In my server application I'm connecting to Kerberos secured Hadoop cluster from my java application. On the application startup I do call
UserGroupInformation.loginUserFromKeytabAndReturnUGI( ... );
I'm doing basic File operations using native FileSystem API like FileSystem.exists() and FileSystem.delete()
My application throws the following error after 24H. That's the expiry for Kerberos ticket.
Caused by: java.io.IOException: javax.security.sasl.SaslException: GSS initiate failed [Caused by GSSException: No valid credentials provided (Mechanism level: Failed to find any Kerberos tgt)]
at org.apache.hadoop.ipc.Client$Connection$1.run(Client.java:690)
at java.security.AccessController.doPrivileged(Native Method)
at javax.security.auth.Subject.doAs(Subject.java:422)
at org.apache.hadoop.security.UserGroupInformation.doAs(UserGroupInformation.java:1709)
at org.apache.hadoop.ipc.Client$Connection.handleSaslConnectionFailure(Client.java:653)

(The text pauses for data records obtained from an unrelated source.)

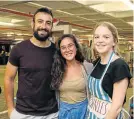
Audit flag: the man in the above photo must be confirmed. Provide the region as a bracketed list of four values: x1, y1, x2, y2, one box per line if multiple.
[4, 8, 58, 119]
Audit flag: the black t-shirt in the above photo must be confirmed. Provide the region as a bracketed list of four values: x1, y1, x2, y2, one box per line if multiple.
[9, 40, 58, 116]
[91, 58, 131, 103]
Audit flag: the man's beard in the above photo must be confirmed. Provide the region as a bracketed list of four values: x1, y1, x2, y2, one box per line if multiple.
[33, 29, 51, 41]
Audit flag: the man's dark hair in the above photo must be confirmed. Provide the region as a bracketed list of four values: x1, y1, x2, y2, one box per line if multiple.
[33, 7, 53, 22]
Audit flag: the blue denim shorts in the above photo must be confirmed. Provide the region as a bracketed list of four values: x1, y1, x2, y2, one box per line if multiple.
[58, 99, 88, 119]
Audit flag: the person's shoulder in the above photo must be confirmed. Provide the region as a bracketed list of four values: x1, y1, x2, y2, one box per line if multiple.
[83, 60, 93, 74]
[112, 58, 127, 65]
[50, 41, 56, 50]
[15, 40, 30, 47]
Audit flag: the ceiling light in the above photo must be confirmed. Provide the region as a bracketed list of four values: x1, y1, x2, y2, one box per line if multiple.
[120, 0, 134, 10]
[127, 22, 134, 26]
[0, 22, 14, 26]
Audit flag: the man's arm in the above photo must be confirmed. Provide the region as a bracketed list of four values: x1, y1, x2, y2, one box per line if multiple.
[4, 62, 18, 116]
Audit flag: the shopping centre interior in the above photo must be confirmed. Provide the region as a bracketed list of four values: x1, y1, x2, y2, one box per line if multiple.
[0, 0, 134, 118]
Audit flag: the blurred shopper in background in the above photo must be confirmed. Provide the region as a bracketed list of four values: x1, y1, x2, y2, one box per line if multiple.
[4, 8, 58, 119]
[52, 34, 93, 119]
[88, 22, 131, 119]
[0, 46, 7, 65]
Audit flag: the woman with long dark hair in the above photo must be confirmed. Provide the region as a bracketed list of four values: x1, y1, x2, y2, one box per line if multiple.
[52, 34, 92, 119]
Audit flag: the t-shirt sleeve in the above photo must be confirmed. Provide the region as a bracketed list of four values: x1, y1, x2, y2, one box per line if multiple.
[8, 46, 19, 67]
[113, 59, 132, 83]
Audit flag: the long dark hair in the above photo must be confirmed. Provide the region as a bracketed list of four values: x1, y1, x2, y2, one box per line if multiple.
[51, 34, 84, 90]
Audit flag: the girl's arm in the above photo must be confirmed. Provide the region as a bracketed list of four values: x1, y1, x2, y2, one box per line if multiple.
[105, 78, 128, 119]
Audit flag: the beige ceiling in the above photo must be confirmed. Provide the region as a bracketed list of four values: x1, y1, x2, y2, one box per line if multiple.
[0, 0, 134, 40]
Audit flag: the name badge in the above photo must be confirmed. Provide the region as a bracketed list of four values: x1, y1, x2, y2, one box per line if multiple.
[88, 96, 111, 119]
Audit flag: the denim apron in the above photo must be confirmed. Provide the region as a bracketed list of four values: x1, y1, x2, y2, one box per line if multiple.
[88, 53, 122, 119]
[58, 99, 88, 119]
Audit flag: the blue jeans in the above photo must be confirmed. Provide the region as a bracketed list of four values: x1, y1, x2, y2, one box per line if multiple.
[58, 99, 88, 119]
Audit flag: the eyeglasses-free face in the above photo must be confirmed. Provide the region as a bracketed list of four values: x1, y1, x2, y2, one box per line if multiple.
[60, 43, 74, 52]
[60, 37, 77, 61]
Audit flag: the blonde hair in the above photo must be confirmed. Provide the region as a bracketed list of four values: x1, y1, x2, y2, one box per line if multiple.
[93, 21, 120, 56]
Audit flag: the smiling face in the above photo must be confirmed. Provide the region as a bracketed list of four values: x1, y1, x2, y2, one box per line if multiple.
[32, 12, 52, 41]
[60, 37, 77, 61]
[94, 26, 115, 54]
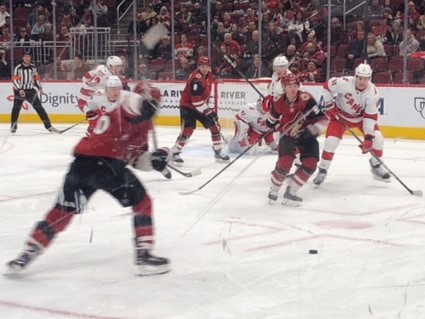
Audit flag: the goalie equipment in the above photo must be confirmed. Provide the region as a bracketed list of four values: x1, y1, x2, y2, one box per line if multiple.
[106, 75, 122, 88]
[214, 149, 230, 162]
[369, 159, 391, 183]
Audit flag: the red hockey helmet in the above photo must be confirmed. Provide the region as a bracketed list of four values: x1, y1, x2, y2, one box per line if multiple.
[198, 56, 210, 65]
[282, 73, 300, 86]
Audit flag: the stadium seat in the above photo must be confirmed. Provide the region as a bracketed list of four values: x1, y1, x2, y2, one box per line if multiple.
[372, 71, 392, 84]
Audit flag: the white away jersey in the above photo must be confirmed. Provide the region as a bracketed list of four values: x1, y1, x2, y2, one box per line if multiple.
[323, 76, 379, 123]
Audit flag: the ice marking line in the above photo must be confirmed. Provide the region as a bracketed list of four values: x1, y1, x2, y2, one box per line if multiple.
[245, 234, 403, 251]
[0, 191, 56, 202]
[0, 300, 126, 319]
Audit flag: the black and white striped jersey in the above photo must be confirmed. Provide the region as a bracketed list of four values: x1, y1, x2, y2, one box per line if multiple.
[12, 63, 41, 90]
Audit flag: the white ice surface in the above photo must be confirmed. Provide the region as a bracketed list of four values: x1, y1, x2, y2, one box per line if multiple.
[0, 124, 425, 319]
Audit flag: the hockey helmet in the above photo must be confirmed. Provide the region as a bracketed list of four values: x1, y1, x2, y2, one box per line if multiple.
[198, 56, 210, 65]
[106, 75, 122, 88]
[273, 55, 289, 68]
[355, 63, 372, 78]
[282, 73, 300, 86]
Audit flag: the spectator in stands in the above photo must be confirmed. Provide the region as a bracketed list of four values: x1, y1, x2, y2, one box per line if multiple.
[230, 23, 245, 45]
[347, 30, 365, 70]
[245, 54, 272, 79]
[176, 57, 193, 80]
[399, 29, 419, 56]
[175, 33, 193, 59]
[223, 32, 242, 59]
[15, 27, 30, 47]
[367, 0, 384, 19]
[400, 1, 421, 31]
[69, 54, 91, 81]
[0, 29, 12, 51]
[367, 33, 387, 58]
[68, 7, 80, 29]
[175, 3, 192, 32]
[27, 4, 44, 29]
[0, 49, 11, 81]
[416, 11, 425, 31]
[302, 42, 326, 69]
[324, 17, 347, 47]
[139, 63, 156, 80]
[262, 21, 282, 60]
[0, 4, 10, 28]
[288, 11, 310, 44]
[156, 34, 173, 60]
[298, 60, 322, 83]
[212, 42, 235, 79]
[384, 20, 403, 45]
[127, 13, 148, 39]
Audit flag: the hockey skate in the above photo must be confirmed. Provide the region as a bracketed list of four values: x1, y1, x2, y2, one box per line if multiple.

at org.apache.hadoop.ipc.Client$Connection.setupIOstreams(Client.java:740)
at org.apache.hadoop.ipc.Client$Connection.access$2900(Client.java:378)
at org.apache.hadoop.ipc.Client.getConnection(Client.java:1492)
at org.apache.hadoop.ipc.Client.call(Client.java:1402)
... 27 more
Caused by: javax.security.sasl.SaslException: GSS initiate failed [Caused by GSSException: No valid credentials provided (Mechanism level: Failed to find any Kerberos tgt)]
at com.sun.security.sasl.gsskerb.GssKrb5Client.evaluateChallenge(GssKrb5Client.java:211)
at org.apache.hadoop.security.SaslRpcClient.saslConnect(SaslRpcClient.java:413)
at org.apache.hadoop.ipc.Client$Connection.setupSaslConnection(Client.java:563)
From this answer, the Kerberos ticket should be auto renewed.
My application is using Java 8 and I came across this bug.
But then looks like the hadoop-common-2.7.1.2.4.2.12-1.jar used by my application already has the fix. The source can be found here.
But still got the same error as the auto renewal was not happening. It was resolved only after calling UserGroupInformation.checkTGTAndReloginFromkeytab() before each action as suggested in the above answer .But that was suggested only when using Rest APIs and not for RPCs and I hope native Java APIs use RPC only.
Why is the auto renewal not happening as suggested in the above answer?
解决方案
Unfortunately, there is a known issue with automatic renewal not working correctly when using the UserGroupInformation#loginUserFromKeytabAndReturnUGI method. I am not aware of any known code fix within Apache Hadoop at this time.
Your solution to add a call to UserGroupInformation#checkTGTAndReloginFromKeytab is a viable workaround. I recommend that you stick with that for now and keep an eye on Apache Hadoop release notes to see if there is a fix committed in the future.